Visitors are Customers
It doesn’t matter if you run a web application or blog, visitors are the currency of any successful website. What pulls them into your site in particular? What does your site actually provide? What can you expect the average visitor to get out of it? Build Internet has a pretty simple elevator pitch:
Build Internet is a web niche blog focused on web design, development, and business. We focus on writing articles and tutorials to benefit web workers of all levels. Tutorials are written to be accessible for all skill levels, and we have a focus on highly supportive community for further help and networking.
It’s certainly not perfect, but it’s a good start. If a person is still interested after hearing the summary, they are welcome to continue the discussion. You’re never permanently locked in, so expect to adapt as needed.
You’d be surprised how many web directories or other sites require a short description. Have one saved and you’ll put yourself in a great position for future publicity.
Sell Results, Not Possibilities
This is the major difference between pitches for investors, and pitches for web traffic. When a start up is trying to convince a investor to fund them, the investor wants to know they will be making money in the future. They want to hear about potential.
Visitors don’t care if you have the potential to write compelling content. The only thing they invest is their time. They care about accessing compelling content today. The website pitch is not a practice in possibilities, it’s grounded in real results.
The elevator pitch is a much more personalized form of marketing.
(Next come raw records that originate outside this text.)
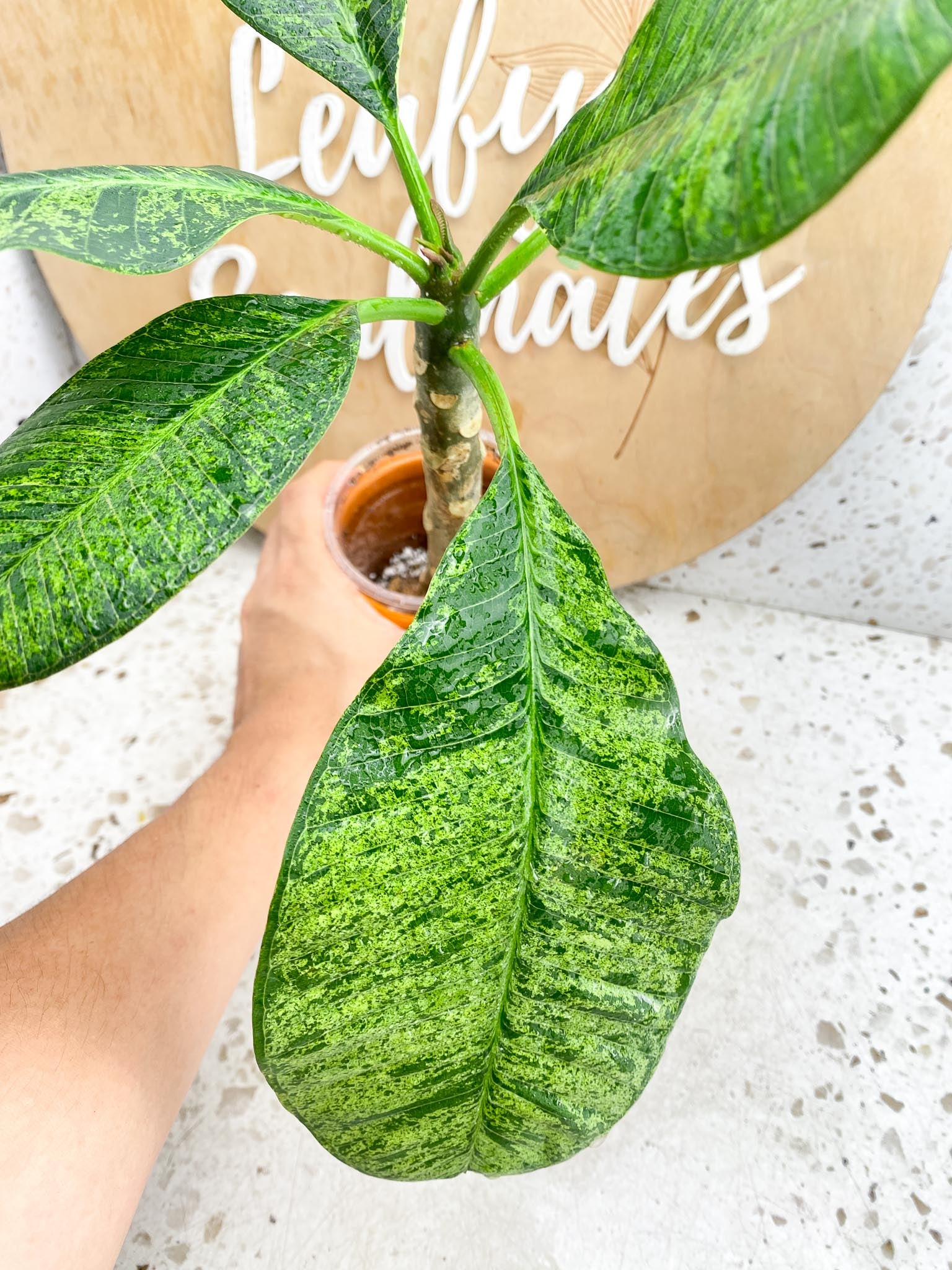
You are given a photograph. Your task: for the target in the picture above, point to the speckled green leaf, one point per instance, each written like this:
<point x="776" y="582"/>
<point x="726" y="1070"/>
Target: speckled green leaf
<point x="139" y="473"/>
<point x="729" y="123"/>
<point x="353" y="43"/>
<point x="143" y="220"/>
<point x="503" y="876"/>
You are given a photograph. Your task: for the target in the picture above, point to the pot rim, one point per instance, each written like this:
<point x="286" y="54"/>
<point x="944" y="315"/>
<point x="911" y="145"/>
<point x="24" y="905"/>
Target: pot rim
<point x="359" y="463"/>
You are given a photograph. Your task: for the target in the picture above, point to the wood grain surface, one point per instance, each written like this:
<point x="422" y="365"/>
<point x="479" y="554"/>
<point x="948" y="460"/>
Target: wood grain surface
<point x="658" y="461"/>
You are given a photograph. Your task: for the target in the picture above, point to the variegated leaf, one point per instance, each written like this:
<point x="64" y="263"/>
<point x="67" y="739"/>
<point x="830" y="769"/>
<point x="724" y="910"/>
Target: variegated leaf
<point x="505" y="871"/>
<point x="353" y="43"/>
<point x="144" y="220"/>
<point x="729" y="123"/>
<point x="139" y="471"/>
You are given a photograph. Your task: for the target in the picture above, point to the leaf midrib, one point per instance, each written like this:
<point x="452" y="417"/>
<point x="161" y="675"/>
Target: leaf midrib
<point x="162" y="437"/>
<point x="586" y="162"/>
<point x="532" y="794"/>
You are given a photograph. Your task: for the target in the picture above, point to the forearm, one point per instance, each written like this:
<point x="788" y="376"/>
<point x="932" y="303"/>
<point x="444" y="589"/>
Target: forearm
<point x="111" y="990"/>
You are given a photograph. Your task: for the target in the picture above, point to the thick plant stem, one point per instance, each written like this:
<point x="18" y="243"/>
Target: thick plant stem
<point x="451" y="418"/>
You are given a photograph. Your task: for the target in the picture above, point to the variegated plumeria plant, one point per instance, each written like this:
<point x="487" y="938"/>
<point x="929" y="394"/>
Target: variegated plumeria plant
<point x="508" y="863"/>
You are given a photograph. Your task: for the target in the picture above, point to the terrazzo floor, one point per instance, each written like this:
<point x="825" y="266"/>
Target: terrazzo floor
<point x="803" y="1114"/>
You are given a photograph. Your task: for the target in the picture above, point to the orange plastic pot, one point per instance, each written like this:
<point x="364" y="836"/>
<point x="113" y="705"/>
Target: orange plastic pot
<point x="375" y="510"/>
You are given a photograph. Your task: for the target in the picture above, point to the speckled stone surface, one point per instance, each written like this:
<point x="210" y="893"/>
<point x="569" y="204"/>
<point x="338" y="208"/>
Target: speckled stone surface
<point x="803" y="1114"/>
<point x="870" y="536"/>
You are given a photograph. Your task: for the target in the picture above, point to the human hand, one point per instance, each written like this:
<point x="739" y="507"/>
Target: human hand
<point x="309" y="638"/>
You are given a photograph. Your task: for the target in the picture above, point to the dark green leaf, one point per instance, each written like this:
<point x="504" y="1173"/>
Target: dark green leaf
<point x="353" y="43"/>
<point x="729" y="123"/>
<point x="503" y="876"/>
<point x="151" y="460"/>
<point x="144" y="220"/>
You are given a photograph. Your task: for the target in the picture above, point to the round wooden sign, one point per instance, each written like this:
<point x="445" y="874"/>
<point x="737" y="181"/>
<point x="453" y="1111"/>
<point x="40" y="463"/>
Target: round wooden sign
<point x="666" y="417"/>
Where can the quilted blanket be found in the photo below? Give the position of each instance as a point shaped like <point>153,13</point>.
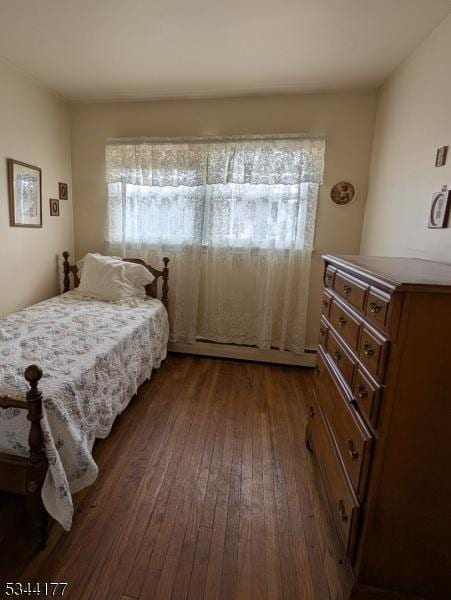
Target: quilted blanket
<point>94,355</point>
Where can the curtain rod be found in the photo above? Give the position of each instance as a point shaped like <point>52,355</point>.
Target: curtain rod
<point>203,139</point>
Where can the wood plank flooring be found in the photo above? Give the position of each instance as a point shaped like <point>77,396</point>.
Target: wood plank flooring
<point>205,490</point>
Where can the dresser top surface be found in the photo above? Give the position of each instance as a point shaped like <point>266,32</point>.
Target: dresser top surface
<point>396,272</point>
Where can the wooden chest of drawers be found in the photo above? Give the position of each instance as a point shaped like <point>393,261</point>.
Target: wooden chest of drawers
<point>380,422</point>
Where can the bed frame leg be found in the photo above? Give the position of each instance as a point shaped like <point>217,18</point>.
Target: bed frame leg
<point>165,288</point>
<point>66,271</point>
<point>38,460</point>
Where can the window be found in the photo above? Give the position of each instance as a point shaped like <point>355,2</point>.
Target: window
<point>241,194</point>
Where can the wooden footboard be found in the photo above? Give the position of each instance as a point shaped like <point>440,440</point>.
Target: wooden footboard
<point>26,475</point>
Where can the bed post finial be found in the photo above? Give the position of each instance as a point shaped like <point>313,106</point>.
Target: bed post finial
<point>165,288</point>
<point>37,469</point>
<point>66,270</point>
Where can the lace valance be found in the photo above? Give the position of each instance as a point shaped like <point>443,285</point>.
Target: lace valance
<point>196,163</point>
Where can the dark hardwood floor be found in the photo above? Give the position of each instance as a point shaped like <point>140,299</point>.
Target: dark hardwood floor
<point>205,490</point>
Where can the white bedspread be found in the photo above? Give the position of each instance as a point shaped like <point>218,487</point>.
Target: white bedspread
<point>94,356</point>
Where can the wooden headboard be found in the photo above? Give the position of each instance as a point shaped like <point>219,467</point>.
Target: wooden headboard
<point>151,289</point>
You connect to an individual, and show them why you are beneficial to their needs.
Lessons from 140 Characters
Twitter is a great exercise tool for building convincing elevator-esque pitches. The character limited forces concise points to help promote what you’re posting. If you’ve ever promoted a link through Twitter, you’re familiar with how difficult it can be sometimes to say everything you need.
Consider the following two examples:
- Basically the article is about selling your website. It covers how to make a short version of your pitch so you can sell someone quickly and get them to read your site more.
- Pitch your site in thirty seconds and get more visitors
Which one would you click on? Straight and to the point titles like the second option build intrigue. It’s clear what the reader will get out of it, and it is their own desire to continue that gets the click.
If I feel like I’ve read the article in the description, I’m not going to continue as often. Cliffhangers? It’s an interest goldmine…
The Cliffhanger is Good
A good elevator pitch will have a hook to grab further attention. You don’t need to tell them everything at once. A good elevator pitch leaves the other person wanting to know more. Why visit something you’ve already gotten everything out of?
Use Delicious traffic as an example. It demonstrates the kind of sites that get bookmarked. It’s the sites that become references that receive a callback. Roundups are popular because it’s unlikely someone would go through all items in one sitting. Instead it becomes an ongoing reference.
References from the Business World
Even though you tend to here more about elevator pitches in the context of investment propositions, but it is relatively easy to convert the same idea to website visitors. Here are a couple useful resources to help you build a surefire elevator pitch for your website or blog.
Impress Us, Get Readers
So how about it? Can you sell us on your website/blog? Now that you have a direction, let’s see what you can come up with.
I want you to promote your website below in the comments using a 3-4 sentence elevator-esque pitch. If it’s particularly good, you may even pick up some new readership from the other commenters. I leave it up to you!